Dave & Busters (aka Chuck e Cheese for adults and with adult beverages) appears to be the latest in news stories of Data Breaches including magnetic stripe and track 2 data.
From Wired “International Hackers Indicted for Sniffing Credit Cards from Dave & Busters”
“The government said the Dave & Buster’s hackers illegally accessed 11 of the national chain’s servers and installed packet sniffers at each location. The sniffers vacuumed up “Track 2″ data from the credit card magstripes as it traveled from the restaurant’s servers to Dave & Buster’s headquarters in Dallas, according to the indictment.”
In my post titled, “Encrypted Traffic from within the PCI Zone” I discuss that we have adapted OLS.Switch’s point-of-sale (POS) TCP/IP interface to accept POS payment messages across the store’s PCI Zone (Protected network zone where CC Data would transverse) but include an encrypted account number field or data element instead of the clear text PAN (Primary Account Number), in the PAN field. So this would act as a deterrent to network sniffing
That being said — it appears that there was a lack of montioring or mis-configuration or lax physical security around the POS, wiring closet, and network cable runs.

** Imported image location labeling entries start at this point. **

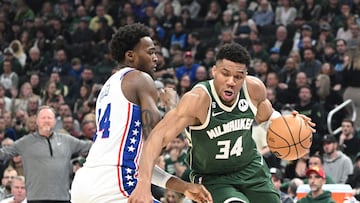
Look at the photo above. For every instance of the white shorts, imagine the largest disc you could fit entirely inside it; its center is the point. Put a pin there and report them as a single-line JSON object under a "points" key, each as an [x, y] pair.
{"points": [[98, 184]]}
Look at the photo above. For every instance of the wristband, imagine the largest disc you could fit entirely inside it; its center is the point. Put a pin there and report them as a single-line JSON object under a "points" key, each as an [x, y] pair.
{"points": [[160, 177]]}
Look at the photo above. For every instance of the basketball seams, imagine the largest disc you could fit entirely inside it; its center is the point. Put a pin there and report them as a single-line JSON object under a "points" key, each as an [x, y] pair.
{"points": [[286, 148], [288, 144]]}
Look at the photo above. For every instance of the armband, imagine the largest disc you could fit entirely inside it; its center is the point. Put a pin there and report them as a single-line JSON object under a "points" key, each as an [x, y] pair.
{"points": [[160, 177]]}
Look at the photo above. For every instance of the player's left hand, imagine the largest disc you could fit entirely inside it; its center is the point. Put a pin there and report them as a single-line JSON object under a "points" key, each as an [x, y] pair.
{"points": [[306, 119], [198, 193]]}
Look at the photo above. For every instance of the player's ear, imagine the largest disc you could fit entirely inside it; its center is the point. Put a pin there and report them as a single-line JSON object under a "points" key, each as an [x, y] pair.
{"points": [[130, 54]]}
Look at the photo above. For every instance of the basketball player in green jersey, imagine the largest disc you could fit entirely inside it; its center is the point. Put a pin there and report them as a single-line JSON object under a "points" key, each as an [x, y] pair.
{"points": [[220, 114]]}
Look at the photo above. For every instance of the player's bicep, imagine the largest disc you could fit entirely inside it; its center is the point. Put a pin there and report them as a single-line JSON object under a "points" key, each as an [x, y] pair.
{"points": [[149, 112]]}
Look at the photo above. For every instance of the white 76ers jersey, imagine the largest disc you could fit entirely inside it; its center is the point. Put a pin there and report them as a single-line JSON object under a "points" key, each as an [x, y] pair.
{"points": [[118, 138]]}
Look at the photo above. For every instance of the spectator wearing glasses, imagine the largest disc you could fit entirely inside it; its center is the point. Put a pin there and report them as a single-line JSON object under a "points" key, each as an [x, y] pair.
{"points": [[5, 188]]}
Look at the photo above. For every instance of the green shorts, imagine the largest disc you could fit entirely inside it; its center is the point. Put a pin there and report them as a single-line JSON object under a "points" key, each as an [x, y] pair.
{"points": [[250, 185]]}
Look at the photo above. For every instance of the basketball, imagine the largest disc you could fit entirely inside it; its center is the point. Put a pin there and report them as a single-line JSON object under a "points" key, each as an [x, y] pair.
{"points": [[288, 137]]}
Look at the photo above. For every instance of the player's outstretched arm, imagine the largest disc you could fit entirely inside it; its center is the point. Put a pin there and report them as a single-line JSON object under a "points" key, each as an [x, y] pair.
{"points": [[174, 122]]}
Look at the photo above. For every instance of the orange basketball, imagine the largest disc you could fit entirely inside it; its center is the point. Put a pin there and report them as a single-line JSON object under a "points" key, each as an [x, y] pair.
{"points": [[288, 137]]}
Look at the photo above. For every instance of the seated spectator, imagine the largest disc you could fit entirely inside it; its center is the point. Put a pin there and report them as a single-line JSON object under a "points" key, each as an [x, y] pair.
{"points": [[317, 179], [285, 13], [5, 188], [336, 164], [349, 141], [189, 68], [263, 16], [277, 179]]}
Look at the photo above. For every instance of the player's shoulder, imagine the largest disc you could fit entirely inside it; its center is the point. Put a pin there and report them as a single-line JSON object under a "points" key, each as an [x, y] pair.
{"points": [[254, 82]]}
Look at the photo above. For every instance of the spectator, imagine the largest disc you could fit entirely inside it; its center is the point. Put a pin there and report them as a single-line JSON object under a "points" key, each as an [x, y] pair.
{"points": [[287, 80], [18, 52], [310, 11], [282, 42], [263, 16], [69, 125], [354, 179], [162, 9], [9, 79], [201, 74], [344, 31], [60, 64], [317, 179], [336, 164], [243, 26], [354, 41], [83, 39], [306, 33], [3, 95], [328, 99], [277, 179], [351, 83], [293, 185], [6, 125], [17, 190], [8, 55], [22, 101], [310, 66], [285, 13], [103, 34], [225, 23], [338, 61], [5, 188], [51, 181], [179, 36], [35, 64], [310, 108], [36, 84], [193, 6], [88, 129], [100, 12], [258, 52], [349, 141], [184, 85], [213, 13], [189, 68], [51, 95]]}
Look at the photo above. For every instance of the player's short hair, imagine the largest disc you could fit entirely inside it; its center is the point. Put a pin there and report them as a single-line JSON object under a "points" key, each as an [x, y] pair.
{"points": [[125, 39], [234, 52]]}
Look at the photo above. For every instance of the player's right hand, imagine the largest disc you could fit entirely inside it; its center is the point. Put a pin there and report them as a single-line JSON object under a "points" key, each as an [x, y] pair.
{"points": [[141, 195]]}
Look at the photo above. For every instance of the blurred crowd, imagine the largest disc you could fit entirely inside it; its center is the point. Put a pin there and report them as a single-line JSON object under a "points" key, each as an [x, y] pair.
{"points": [[306, 52]]}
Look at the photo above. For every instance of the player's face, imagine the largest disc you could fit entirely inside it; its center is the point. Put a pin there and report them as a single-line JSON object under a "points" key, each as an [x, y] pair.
{"points": [[315, 182], [228, 80], [144, 55]]}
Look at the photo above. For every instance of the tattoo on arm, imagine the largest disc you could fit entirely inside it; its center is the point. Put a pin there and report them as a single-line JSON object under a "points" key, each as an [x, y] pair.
{"points": [[148, 122]]}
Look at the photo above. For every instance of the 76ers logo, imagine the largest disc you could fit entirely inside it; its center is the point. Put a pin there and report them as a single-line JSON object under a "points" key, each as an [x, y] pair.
{"points": [[243, 105]]}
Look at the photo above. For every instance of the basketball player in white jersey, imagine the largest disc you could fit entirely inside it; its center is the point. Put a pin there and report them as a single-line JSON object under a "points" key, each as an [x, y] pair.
{"points": [[126, 112]]}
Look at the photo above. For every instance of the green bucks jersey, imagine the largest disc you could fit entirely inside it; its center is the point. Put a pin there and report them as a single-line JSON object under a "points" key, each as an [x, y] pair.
{"points": [[223, 143]]}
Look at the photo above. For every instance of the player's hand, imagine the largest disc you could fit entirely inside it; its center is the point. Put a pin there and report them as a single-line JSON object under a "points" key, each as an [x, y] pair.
{"points": [[141, 194], [198, 193], [306, 119]]}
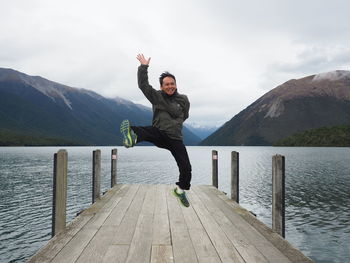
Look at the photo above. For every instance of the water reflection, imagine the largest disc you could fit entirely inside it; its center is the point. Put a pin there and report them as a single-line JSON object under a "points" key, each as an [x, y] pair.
{"points": [[317, 191]]}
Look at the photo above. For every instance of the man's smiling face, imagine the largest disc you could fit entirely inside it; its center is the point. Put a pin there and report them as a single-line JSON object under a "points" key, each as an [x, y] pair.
{"points": [[168, 86]]}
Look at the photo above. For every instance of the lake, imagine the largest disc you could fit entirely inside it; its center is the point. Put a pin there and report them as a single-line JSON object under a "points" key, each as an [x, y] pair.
{"points": [[317, 191]]}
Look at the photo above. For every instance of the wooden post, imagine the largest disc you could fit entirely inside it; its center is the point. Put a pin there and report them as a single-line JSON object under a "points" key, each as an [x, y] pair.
{"points": [[96, 175], [59, 192], [235, 176], [114, 168], [214, 155], [278, 194]]}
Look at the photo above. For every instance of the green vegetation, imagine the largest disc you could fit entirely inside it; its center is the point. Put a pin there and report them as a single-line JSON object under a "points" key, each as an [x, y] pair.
{"points": [[14, 139], [337, 136]]}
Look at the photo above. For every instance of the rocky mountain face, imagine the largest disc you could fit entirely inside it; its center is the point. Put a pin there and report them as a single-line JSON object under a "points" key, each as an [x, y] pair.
{"points": [[34, 106], [297, 105]]}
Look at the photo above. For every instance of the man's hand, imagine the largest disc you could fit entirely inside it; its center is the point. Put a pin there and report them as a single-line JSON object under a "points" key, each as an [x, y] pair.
{"points": [[143, 60]]}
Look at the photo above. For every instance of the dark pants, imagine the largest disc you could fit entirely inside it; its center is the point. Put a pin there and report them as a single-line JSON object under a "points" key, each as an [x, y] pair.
{"points": [[176, 147]]}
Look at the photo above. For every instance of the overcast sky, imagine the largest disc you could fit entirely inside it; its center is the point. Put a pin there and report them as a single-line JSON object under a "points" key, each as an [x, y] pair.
{"points": [[225, 54]]}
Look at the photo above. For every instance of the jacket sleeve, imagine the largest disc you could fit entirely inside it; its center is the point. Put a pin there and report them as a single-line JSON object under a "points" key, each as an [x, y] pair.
{"points": [[142, 79], [186, 108], [153, 95]]}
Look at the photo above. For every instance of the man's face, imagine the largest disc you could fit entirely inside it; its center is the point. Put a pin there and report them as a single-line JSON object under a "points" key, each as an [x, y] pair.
{"points": [[168, 86]]}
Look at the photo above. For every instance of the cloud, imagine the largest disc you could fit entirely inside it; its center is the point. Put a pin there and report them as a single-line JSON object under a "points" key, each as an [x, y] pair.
{"points": [[225, 54]]}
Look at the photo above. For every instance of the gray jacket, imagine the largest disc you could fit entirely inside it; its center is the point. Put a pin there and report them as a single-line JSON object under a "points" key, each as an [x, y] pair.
{"points": [[169, 112]]}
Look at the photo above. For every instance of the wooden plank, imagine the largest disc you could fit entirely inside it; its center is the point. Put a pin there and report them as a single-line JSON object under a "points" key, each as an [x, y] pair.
{"points": [[203, 247], [97, 247], [59, 192], [293, 254], [223, 246], [126, 229], [278, 194], [161, 219], [248, 251], [103, 214], [116, 254], [162, 254], [118, 212], [141, 244], [96, 175], [254, 237], [183, 249], [56, 244], [72, 251]]}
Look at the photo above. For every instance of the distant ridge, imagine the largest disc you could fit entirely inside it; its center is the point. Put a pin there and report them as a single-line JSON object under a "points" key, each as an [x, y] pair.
{"points": [[297, 105], [32, 106]]}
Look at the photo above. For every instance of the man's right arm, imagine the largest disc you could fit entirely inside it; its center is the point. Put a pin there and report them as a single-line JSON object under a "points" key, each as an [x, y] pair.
{"points": [[142, 79]]}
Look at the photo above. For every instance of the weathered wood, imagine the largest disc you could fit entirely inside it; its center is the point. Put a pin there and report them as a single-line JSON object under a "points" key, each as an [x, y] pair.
{"points": [[59, 192], [234, 213], [116, 254], [214, 157], [182, 244], [114, 167], [126, 228], [161, 220], [235, 176], [162, 254], [278, 194], [77, 245], [202, 244], [122, 226], [226, 251], [245, 248], [141, 244], [96, 175]]}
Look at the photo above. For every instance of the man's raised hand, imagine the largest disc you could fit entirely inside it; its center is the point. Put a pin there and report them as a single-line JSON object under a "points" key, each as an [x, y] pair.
{"points": [[143, 60]]}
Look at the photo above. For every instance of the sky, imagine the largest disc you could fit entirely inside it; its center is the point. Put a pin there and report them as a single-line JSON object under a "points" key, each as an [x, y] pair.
{"points": [[225, 54]]}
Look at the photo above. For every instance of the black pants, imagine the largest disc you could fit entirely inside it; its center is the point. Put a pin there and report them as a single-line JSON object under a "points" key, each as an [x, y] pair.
{"points": [[176, 147]]}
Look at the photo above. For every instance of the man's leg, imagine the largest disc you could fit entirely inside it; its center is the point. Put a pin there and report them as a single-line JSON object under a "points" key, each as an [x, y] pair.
{"points": [[178, 150], [149, 134]]}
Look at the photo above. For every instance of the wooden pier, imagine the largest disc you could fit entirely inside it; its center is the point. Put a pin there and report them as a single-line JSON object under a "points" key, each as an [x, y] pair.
{"points": [[146, 223]]}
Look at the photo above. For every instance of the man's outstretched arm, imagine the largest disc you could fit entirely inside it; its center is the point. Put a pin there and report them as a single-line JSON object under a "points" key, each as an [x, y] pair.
{"points": [[142, 79]]}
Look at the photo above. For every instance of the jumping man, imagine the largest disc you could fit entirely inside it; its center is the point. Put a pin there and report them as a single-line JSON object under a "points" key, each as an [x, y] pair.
{"points": [[170, 110]]}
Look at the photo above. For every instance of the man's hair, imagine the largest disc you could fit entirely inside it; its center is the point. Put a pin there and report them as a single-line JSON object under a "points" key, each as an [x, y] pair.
{"points": [[164, 75]]}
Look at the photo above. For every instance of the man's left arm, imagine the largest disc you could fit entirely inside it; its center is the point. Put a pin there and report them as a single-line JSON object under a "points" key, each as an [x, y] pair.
{"points": [[186, 109]]}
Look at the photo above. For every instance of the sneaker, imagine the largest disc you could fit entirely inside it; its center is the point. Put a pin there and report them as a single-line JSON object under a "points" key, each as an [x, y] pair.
{"points": [[182, 198], [130, 137]]}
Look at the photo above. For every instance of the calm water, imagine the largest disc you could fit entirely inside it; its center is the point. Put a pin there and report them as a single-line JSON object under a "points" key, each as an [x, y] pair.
{"points": [[317, 191]]}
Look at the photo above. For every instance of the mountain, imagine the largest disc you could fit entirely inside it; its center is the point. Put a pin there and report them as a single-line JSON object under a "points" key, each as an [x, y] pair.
{"points": [[35, 107], [336, 136], [202, 131], [297, 105]]}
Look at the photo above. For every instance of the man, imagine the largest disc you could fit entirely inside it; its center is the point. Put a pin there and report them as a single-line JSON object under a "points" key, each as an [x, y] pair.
{"points": [[170, 110]]}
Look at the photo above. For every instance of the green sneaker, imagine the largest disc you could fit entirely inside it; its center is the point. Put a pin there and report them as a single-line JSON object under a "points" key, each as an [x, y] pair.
{"points": [[130, 137], [182, 197]]}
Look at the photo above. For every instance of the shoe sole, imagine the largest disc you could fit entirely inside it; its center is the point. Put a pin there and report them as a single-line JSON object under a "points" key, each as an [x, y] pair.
{"points": [[125, 131], [178, 198]]}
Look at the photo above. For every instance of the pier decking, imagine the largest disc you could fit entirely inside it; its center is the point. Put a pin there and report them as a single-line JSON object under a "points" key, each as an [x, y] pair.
{"points": [[145, 223]]}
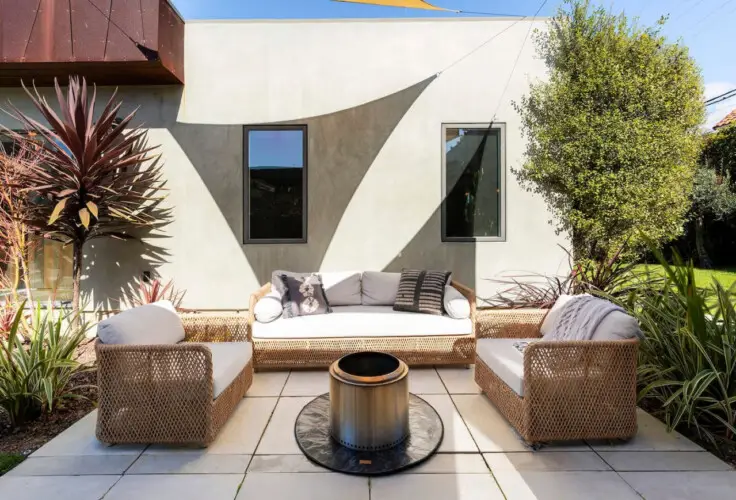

Again: I wouldn’t be surprised that if in future revisions of the PCI DSS - traffic from POS systems on private networks will be required to be transport encrypted in a tunnel or require encrypted fields/data elements.
BTW, Dave & Busters does have a pretty cool private stored value system and game card that you place in their games inorder to play and reload to play more.
EDIT: CIO has an article here: This is probably the best quote from the article.
Unfortunately for the criminals, Gonzalez’s code had some problems
In April 2007 it bombed its first test, on a point-of-sale server at the Dave & Buster’s in Arundel, Maryland. “The packet sniffer malfunctioned … and no credit or debit card account information was captured, ” Lynch said.
Even when the packet sniffer worked, the hackers were forced to keep returning to the Dave & Buster’s network and restarting their malicious software, Lynch said. A bug in the packet sniffer caused it to shut down whenever the computer it was monitoring rebooted.